NUESTRA SEÑORA EN EL CENÁCULO. — En este asilo de recogimiento y de paz, nuestros ojos buscan respetuosamente en seguida a María, madre de Jesús, obra maestra del Espíritu Santo, Iglesia del Dios vivo, de la que mañana saldrá, como del seno de una madre, por la acción del mismo Espíritu, la Iglesia militante que esta nueva Eva representa y contiene aún en sí. ¿No tiene derecho en estos momentos a recibir todos nuestros homenajes esta creatura incomparable, a quien hemos visto asociada a todos los misterios del Hijo de Dios y que muy pronto va a ser el objeto más digno de la visita del Espíritu Santo?
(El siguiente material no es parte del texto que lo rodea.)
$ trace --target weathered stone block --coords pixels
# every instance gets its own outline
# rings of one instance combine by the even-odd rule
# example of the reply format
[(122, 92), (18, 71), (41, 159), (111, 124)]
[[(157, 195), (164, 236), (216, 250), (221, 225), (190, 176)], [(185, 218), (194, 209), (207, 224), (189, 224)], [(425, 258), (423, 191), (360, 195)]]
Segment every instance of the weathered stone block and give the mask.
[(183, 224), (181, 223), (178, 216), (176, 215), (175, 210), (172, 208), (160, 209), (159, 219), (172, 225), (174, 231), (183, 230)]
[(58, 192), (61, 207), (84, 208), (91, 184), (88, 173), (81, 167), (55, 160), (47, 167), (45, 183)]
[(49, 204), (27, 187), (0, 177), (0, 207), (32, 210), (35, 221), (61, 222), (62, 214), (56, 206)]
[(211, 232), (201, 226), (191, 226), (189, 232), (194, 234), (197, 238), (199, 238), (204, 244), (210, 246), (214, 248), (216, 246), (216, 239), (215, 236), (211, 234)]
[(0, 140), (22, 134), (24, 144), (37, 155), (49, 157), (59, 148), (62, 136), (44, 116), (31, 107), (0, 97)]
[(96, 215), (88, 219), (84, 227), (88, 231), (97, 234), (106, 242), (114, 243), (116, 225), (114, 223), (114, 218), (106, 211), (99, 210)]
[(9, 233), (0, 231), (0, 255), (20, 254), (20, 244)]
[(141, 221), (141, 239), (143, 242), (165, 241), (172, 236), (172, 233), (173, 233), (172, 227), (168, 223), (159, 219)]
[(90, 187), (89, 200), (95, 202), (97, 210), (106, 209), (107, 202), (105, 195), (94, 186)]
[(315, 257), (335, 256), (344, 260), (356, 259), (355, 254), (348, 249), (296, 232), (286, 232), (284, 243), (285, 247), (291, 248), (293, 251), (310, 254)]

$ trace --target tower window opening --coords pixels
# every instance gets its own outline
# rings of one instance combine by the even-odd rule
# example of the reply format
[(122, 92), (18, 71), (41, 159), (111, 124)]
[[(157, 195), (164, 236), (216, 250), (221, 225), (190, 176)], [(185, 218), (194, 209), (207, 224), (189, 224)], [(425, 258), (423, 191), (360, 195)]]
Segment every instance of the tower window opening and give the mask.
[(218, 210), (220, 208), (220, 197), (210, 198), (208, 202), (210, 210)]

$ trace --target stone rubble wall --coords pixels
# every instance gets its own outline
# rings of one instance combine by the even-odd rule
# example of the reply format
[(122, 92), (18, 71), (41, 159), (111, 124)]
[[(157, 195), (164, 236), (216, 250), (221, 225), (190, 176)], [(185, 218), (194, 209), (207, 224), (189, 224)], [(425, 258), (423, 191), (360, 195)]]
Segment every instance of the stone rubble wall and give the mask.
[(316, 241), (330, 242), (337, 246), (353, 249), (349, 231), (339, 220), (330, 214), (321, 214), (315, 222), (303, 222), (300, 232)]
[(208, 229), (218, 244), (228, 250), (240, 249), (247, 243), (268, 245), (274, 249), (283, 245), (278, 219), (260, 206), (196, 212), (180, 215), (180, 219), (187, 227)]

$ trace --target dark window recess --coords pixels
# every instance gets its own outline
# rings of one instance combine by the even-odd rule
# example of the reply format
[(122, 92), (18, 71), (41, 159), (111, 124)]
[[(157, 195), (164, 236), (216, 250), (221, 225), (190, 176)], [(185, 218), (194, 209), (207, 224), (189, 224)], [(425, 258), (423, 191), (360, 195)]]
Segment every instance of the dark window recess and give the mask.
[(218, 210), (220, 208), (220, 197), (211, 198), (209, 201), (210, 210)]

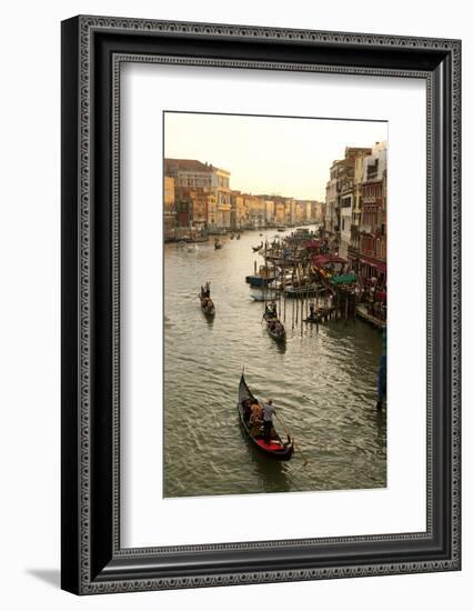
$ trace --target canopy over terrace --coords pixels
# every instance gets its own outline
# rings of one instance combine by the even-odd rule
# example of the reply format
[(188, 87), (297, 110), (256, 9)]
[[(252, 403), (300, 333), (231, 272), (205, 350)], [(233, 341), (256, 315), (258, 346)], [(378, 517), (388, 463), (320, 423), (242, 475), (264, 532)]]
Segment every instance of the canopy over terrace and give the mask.
[(342, 259), (341, 257), (338, 257), (336, 254), (315, 254), (312, 259), (312, 263), (316, 268), (324, 268), (325, 266), (329, 266), (330, 263), (342, 263), (343, 266), (348, 263), (346, 259)]

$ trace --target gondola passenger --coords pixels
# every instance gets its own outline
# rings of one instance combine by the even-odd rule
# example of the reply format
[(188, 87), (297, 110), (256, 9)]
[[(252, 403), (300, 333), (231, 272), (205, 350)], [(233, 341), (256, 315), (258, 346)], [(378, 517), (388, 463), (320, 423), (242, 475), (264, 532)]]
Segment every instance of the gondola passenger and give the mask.
[(268, 399), (268, 403), (263, 403), (263, 425), (264, 425), (264, 441), (269, 443), (271, 441), (271, 429), (273, 427), (273, 414), (275, 409), (273, 407), (272, 399)]
[(255, 437), (258, 432), (261, 429), (261, 424), (263, 422), (263, 408), (260, 405), (260, 403), (254, 402), (251, 405), (251, 415), (250, 415), (250, 434), (252, 437)]

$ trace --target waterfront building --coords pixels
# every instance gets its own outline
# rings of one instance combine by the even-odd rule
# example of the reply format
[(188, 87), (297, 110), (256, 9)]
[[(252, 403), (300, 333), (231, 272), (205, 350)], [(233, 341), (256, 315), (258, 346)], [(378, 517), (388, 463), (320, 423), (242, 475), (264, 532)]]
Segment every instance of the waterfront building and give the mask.
[(174, 179), (164, 177), (164, 206), (163, 206), (163, 232), (164, 240), (173, 238), (175, 229), (175, 192)]
[[(217, 210), (208, 210), (208, 223), (211, 228), (230, 228), (230, 172), (202, 163), (197, 159), (164, 159), (164, 174), (174, 179), (175, 187), (205, 189), (215, 198)], [(208, 202), (209, 203), (209, 202)]]
[(376, 142), (364, 159), (361, 221), (360, 274), (386, 283), (386, 143)]
[(355, 160), (360, 154), (369, 153), (371, 149), (368, 148), (345, 147), (345, 157), (333, 161), (330, 168), (330, 180), (325, 189), (325, 231), (336, 238), (345, 256), (351, 234)]
[(211, 168), (211, 188), (217, 197), (217, 224), (219, 228), (230, 228), (231, 199), (230, 172), (221, 168)]
[(360, 223), (362, 210), (362, 184), (364, 176), (364, 159), (369, 153), (360, 153), (355, 159), (353, 174), (353, 208), (352, 208), (352, 227), (351, 239), (348, 248), (348, 259), (350, 267), (359, 272), (360, 267)]
[(268, 224), (274, 223), (274, 201), (273, 200), (264, 200), (265, 206), (265, 222)]

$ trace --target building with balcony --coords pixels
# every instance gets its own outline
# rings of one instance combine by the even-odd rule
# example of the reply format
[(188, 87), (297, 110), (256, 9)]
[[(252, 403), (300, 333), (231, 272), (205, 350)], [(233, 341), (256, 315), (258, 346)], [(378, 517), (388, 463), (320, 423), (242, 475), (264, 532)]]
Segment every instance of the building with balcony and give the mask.
[(383, 287), (386, 283), (386, 142), (376, 142), (363, 167), (359, 272), (362, 279), (376, 278)]
[(174, 179), (175, 187), (193, 190), (204, 189), (215, 198), (208, 210), (208, 223), (211, 228), (230, 228), (230, 172), (215, 168), (211, 163), (202, 163), (195, 159), (164, 159), (164, 174)]
[(174, 179), (164, 177), (163, 232), (164, 240), (173, 238), (175, 229)]

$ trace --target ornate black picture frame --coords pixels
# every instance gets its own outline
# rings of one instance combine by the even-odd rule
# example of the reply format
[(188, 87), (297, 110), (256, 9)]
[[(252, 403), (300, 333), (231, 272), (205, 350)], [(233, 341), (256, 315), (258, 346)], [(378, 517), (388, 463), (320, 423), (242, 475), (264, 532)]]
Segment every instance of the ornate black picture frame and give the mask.
[[(62, 23), (62, 588), (78, 594), (460, 570), (459, 40), (76, 17)], [(122, 549), (120, 64), (426, 82), (426, 531)], [(158, 518), (159, 519), (159, 518)]]

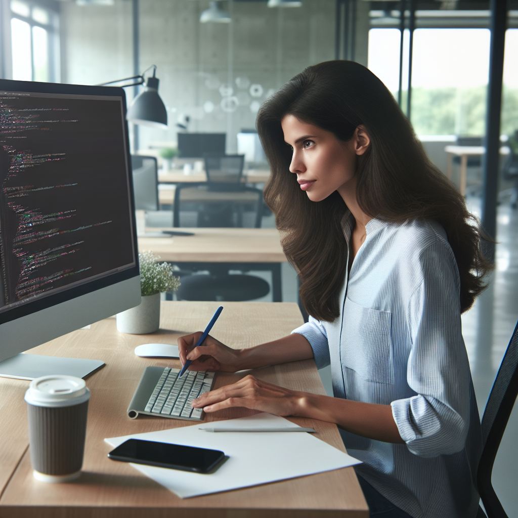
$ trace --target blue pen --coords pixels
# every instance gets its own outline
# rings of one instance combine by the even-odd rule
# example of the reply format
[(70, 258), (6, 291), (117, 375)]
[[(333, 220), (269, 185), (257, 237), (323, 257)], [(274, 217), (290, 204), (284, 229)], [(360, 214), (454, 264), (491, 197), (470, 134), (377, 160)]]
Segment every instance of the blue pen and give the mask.
[[(216, 321), (218, 320), (218, 317), (220, 316), (220, 313), (223, 310), (223, 307), (222, 306), (220, 306), (216, 310), (216, 312), (214, 313), (212, 318), (210, 319), (210, 322), (209, 322), (207, 326), (205, 328), (205, 330), (203, 332), (203, 334), (199, 337), (199, 340), (198, 340), (196, 344), (194, 346), (195, 349), (196, 349), (196, 347), (199, 347), (202, 343), (203, 343), (203, 341), (207, 338), (207, 335), (210, 333), (210, 330), (212, 328), (212, 326), (215, 323)], [(190, 359), (188, 359), (186, 362), (185, 362), (185, 364), (182, 367), (182, 370), (180, 371), (180, 374), (178, 375), (179, 378), (183, 376), (185, 371), (189, 368), (189, 365), (191, 365), (191, 363), (192, 362)]]

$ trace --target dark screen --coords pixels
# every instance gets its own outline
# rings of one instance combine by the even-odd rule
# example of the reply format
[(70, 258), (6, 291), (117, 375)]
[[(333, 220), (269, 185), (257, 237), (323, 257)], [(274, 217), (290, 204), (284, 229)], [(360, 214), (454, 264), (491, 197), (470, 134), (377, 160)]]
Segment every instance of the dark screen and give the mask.
[(217, 450), (130, 439), (111, 451), (116, 459), (131, 461), (189, 471), (206, 471), (224, 456)]
[(180, 158), (203, 158), (206, 154), (225, 154), (226, 135), (224, 133), (179, 133)]
[(135, 265), (122, 106), (0, 92), (0, 312)]

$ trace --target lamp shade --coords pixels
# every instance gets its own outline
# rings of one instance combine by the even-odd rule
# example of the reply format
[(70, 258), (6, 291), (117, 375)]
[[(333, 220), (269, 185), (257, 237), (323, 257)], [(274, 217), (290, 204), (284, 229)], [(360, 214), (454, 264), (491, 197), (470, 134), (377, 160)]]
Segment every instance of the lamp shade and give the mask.
[(215, 22), (217, 23), (230, 23), (231, 18), (228, 13), (221, 8), (219, 2), (213, 0), (209, 6), (209, 8), (204, 11), (199, 17), (199, 21), (202, 23), (207, 23), (209, 22)]
[(159, 80), (156, 77), (148, 78), (143, 92), (130, 105), (126, 118), (135, 124), (167, 129), (167, 112), (159, 95)]

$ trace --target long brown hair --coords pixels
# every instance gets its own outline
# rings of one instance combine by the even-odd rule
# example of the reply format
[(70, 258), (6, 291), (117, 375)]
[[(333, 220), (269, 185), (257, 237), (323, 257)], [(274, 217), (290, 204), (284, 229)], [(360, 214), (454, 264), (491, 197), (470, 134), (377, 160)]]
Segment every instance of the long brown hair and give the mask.
[(371, 143), (356, 172), (360, 207), (386, 221), (430, 219), (440, 223), (457, 262), (461, 311), (468, 309), (492, 267), (481, 249), (486, 236), (456, 188), (429, 161), (385, 85), (359, 64), (339, 61), (295, 76), (265, 101), (257, 118), (271, 168), (265, 199), (275, 213), (284, 253), (298, 272), (308, 312), (328, 322), (339, 314), (347, 261), (340, 221), (347, 208), (337, 192), (314, 203), (300, 190), (290, 172), (292, 151), (281, 126), (287, 114), (343, 141), (361, 124), (365, 127)]

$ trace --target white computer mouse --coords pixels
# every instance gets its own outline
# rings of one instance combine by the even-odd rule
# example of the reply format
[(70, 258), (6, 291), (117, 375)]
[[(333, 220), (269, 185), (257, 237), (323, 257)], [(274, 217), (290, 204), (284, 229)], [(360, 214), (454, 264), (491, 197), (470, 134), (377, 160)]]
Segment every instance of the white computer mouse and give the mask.
[(135, 348), (137, 356), (144, 357), (179, 358), (178, 346), (168, 343), (144, 343)]

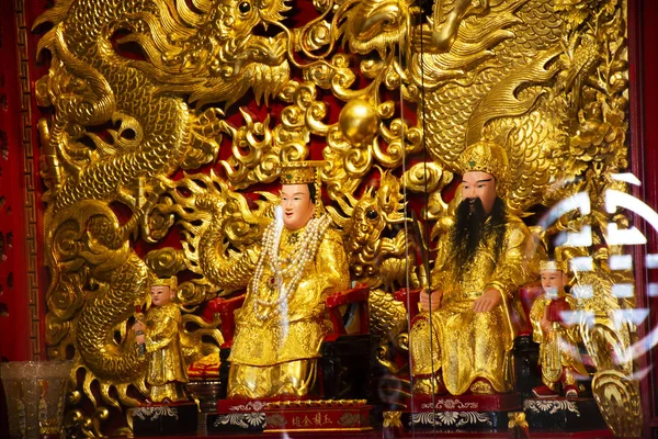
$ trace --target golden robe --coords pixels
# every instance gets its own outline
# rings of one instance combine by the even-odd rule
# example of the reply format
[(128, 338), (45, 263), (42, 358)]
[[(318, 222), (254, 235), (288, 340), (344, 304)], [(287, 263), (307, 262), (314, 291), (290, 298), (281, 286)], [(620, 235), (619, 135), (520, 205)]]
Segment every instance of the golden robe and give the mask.
[[(295, 243), (304, 229), (283, 229), (279, 256), (290, 258)], [(272, 385), (279, 375), (315, 373), (315, 359), (320, 356), (320, 345), (331, 333), (326, 300), (334, 292), (347, 290), (350, 283), (349, 266), (340, 235), (327, 229), (314, 260), (310, 260), (297, 289), (285, 301), (277, 302), (280, 291), (272, 283), (272, 272), (265, 263), (258, 289), (249, 284), (243, 305), (236, 311), (236, 335), (228, 361), (234, 365), (252, 367), (241, 376), (229, 378), (229, 396), (240, 380), (261, 380), (259, 391), (250, 397), (274, 396)], [(287, 279), (284, 277), (284, 281)], [(260, 299), (259, 302), (257, 299)], [(272, 305), (263, 304), (273, 303)], [(298, 360), (313, 360), (310, 365), (292, 364)], [(283, 364), (290, 363), (288, 370)], [(280, 372), (271, 369), (279, 367)], [(260, 368), (260, 369), (253, 369)], [(242, 368), (246, 370), (247, 368)], [(300, 369), (311, 369), (308, 371)]]
[(146, 352), (150, 399), (161, 402), (188, 399), (182, 384), (188, 382), (181, 350), (181, 311), (175, 303), (152, 306), (146, 313)]
[[(571, 309), (576, 308), (576, 301), (560, 293), (565, 297)], [(561, 381), (566, 385), (575, 384), (572, 373), (588, 375), (580, 352), (578, 342), (580, 341), (580, 331), (577, 325), (564, 327), (557, 322), (553, 322), (552, 330), (545, 333), (541, 320), (544, 316), (544, 309), (551, 304), (551, 299), (538, 297), (530, 311), (532, 323), (532, 339), (540, 344), (540, 361), (542, 367), (542, 382), (553, 391), (557, 390), (557, 384)]]
[[(527, 227), (513, 215), (506, 219), (498, 226), (504, 228), (498, 259), (494, 239), (483, 239), (461, 279), (455, 267), (460, 249), (451, 244), (452, 230), (442, 236), (431, 285), (443, 291), (441, 305), (431, 313), (422, 311), (412, 322), (412, 375), (427, 379), (440, 373), (452, 395), (465, 393), (478, 378), (488, 380), (496, 392), (512, 390), (515, 328), (510, 312), (517, 289), (536, 278), (538, 261)], [(501, 292), (502, 302), (489, 312), (474, 312), (474, 302), (491, 288)]]

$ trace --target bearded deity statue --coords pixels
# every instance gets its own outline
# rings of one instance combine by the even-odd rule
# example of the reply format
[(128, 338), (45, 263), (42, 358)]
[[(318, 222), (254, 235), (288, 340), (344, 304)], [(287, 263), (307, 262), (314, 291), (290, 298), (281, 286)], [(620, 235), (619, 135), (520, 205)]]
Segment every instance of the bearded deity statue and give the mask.
[(314, 391), (320, 344), (332, 330), (326, 299), (350, 281), (342, 239), (321, 203), (324, 165), (281, 167), (281, 204), (263, 235), (245, 303), (235, 313), (229, 398)]
[(515, 292), (537, 274), (531, 233), (501, 199), (503, 149), (478, 142), (464, 151), (461, 168), (463, 200), (439, 240), (431, 292), (421, 293), (411, 323), (417, 395), (512, 391)]
[(543, 385), (533, 389), (537, 397), (578, 397), (578, 376), (588, 376), (578, 350), (581, 341), (578, 325), (565, 320), (564, 312), (576, 309), (576, 300), (565, 286), (568, 285), (566, 263), (545, 260), (540, 264), (544, 295), (537, 299), (530, 312), (532, 338), (540, 344), (540, 365)]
Te saludamos, María llena de gracia, nosotros, los que estamos todavía encerrados en ti y gustamos la alegría en tu seno materno. ¿No ha hablado para nosotros la Iglesia en la Liturgia al comentar a gloria tuya el cántico de tu ascendiente David? (Sicut laetantium omnium nostrum habitatio est in te, Sancta Dei genitrix - Ps., LXXXVI, 7). En vano tu humildad pretende sustraerse a los honores que mañana te esperan. Creatura inmaculada, templo del Espíritu Santo, es necesario que este Espíritu se te comunique de un modo nuevo; porque una nueva obra te espera, y la tierra debe poseerte todavía. 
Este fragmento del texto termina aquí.